Torta del Paradiso

Ricette - TorteBiscotti, Colazione

Dopo la ricerca fatta per costruire i libri Le Fluffose e Bundt Cakes, le ricette che hanno dietro una storia sono per me magiche ancor più della lievitazione: lei è la Torta del Paradiso. Nel nome il suo significato e l’essenza stessa della storia che si porta dietro. La sua storia romantica la conoscono tutti, ma mi piace sempre leggerla e fantasticarci sopra, immaginare i personaggi che ne hanno costruito la sua fama.

 

 

Dal dizionario enciclopedico Scienza e Arte in Cucina:

“La sua denominazione è legata al comportamento entusiasta di un consumatore, che dopo averla assaggiata per la prima volta, pare abbia esclamato dinanzi al suo inventore il pasticcere Enrico Vigoni “Ma questa è la torta del Paradiso!”

Un testo vecchissimo da cui attingo informazioni su qualsiasi dubbio mi venga in cucina riguardo ai cibi gli ingredienti le ricette qui lo trovo: un testo per me prezioso che mi ha regalato il principe nelle sue scoperte in giro per i mercatini.

 

 

“La torta Paradiso è più saporita se gustata il giorno dopo la sua cottura. Può essere agevolmente conservata per più giorni, avvolta in carta stagnola e riposta in un luogo fresco e asciutto. Riscaldata per qualche minuto in forno, riacquista immediatamente tutta la sua freschezza.”

 

Torta del Paradiso

Tempi di preparazione

25 min

Tempi di cottura

45 min

Ingredienti

Dosi per 8 persone
Ricetta tratta da Scienza e Arte in Cucina Dizionario Enciclopedico della Buona Cucina. Per uno stampo con cerniera da 22 cm

    Per la torta del Paradiso

  • 250 g burro ammorbidito
  • 250 g zucchero a velo setacciato
  • 4 tuorli bio
  • 3 uova bio
  • scorza di 1 limone
  • 120 g farina
  • 120 g frumina o fecola

Procedimento

Preparate la torta del Paradiso

Preriscaldate il forno a 180°.

Montate il burro morbido nella planetaria con la foglia, o amano in una ciotola calda con un cucchiaio di legno, riducendola ad una soffice crema. Ci vorranno circa 10 minuti. Unite a cucchiai lo zucchero a velo e continuate a lavorarlo a lungo, sino ad ottenere un composto spumoso e quasi bianco.

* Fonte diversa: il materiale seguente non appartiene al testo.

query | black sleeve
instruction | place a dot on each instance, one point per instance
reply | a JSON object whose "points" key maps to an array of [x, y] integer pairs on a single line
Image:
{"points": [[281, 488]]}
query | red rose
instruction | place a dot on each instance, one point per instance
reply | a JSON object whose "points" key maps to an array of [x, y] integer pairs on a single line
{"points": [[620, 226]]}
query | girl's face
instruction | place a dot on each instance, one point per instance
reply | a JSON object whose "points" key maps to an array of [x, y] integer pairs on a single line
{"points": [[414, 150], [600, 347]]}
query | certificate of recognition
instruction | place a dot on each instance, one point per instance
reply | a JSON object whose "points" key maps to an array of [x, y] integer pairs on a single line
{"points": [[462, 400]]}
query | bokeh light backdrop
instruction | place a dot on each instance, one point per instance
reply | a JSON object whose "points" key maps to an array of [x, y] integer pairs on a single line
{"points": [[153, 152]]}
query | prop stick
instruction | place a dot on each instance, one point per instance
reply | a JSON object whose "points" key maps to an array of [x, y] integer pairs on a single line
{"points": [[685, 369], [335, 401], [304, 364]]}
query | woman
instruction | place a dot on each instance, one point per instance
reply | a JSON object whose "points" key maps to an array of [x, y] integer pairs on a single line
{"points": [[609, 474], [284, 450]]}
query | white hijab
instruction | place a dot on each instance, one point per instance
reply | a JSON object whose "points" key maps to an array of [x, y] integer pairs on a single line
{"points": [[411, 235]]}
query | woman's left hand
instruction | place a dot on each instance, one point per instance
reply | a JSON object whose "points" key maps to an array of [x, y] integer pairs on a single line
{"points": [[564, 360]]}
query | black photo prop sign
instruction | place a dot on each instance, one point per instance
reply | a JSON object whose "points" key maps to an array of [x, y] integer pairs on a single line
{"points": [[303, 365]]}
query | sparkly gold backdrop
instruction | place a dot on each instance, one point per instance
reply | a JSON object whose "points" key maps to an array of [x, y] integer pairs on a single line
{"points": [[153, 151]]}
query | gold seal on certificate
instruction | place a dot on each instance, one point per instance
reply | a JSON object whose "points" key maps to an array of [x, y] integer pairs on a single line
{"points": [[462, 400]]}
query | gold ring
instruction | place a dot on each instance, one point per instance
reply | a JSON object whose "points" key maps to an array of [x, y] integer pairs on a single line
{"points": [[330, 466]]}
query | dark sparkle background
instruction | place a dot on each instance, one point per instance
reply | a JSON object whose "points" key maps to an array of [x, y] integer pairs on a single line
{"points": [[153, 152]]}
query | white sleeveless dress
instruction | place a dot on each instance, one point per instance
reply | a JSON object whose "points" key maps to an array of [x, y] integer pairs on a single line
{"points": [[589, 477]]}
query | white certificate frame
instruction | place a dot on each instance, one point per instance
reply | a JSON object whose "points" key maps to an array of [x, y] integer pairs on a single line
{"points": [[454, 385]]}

Incorporate uno alla volta sbattendo a mano con la frusta o in planetaria a bassa velocità, 4 tuorli e 2 uova. Aggiungete la scorza del limone e facendole scendere da un setaccio al farina e la frumina o fecola. Se lavorate con la planetaria setacciateli prima e aggiungeteli un cucchiaio alla volta. Operate con delicatezza affinché non si smonti il composto.

 

Versate il composto in una tortiera dal bordo apribile, imburrata e infarinata e cuocete in frono preriscaldat per circa 45 minuti. A cottura ultimata sformate la torta e ponetela a raffreddare su una griglia da pasticcere. Servitela cosparsa di zucchero a velo.

 

Quando affonderete la lama del coltello per tagliare la prima fetta, vi sembrerà di stare in paradiso e sfiorare le cose come fossero di velluto, leggere e impalpabili.

 

NOTE

Il segreto è montare a lungo il burro.

Lei annusa il burro come fosse il sapore più speciale al mondo. Secondo me ha ragione!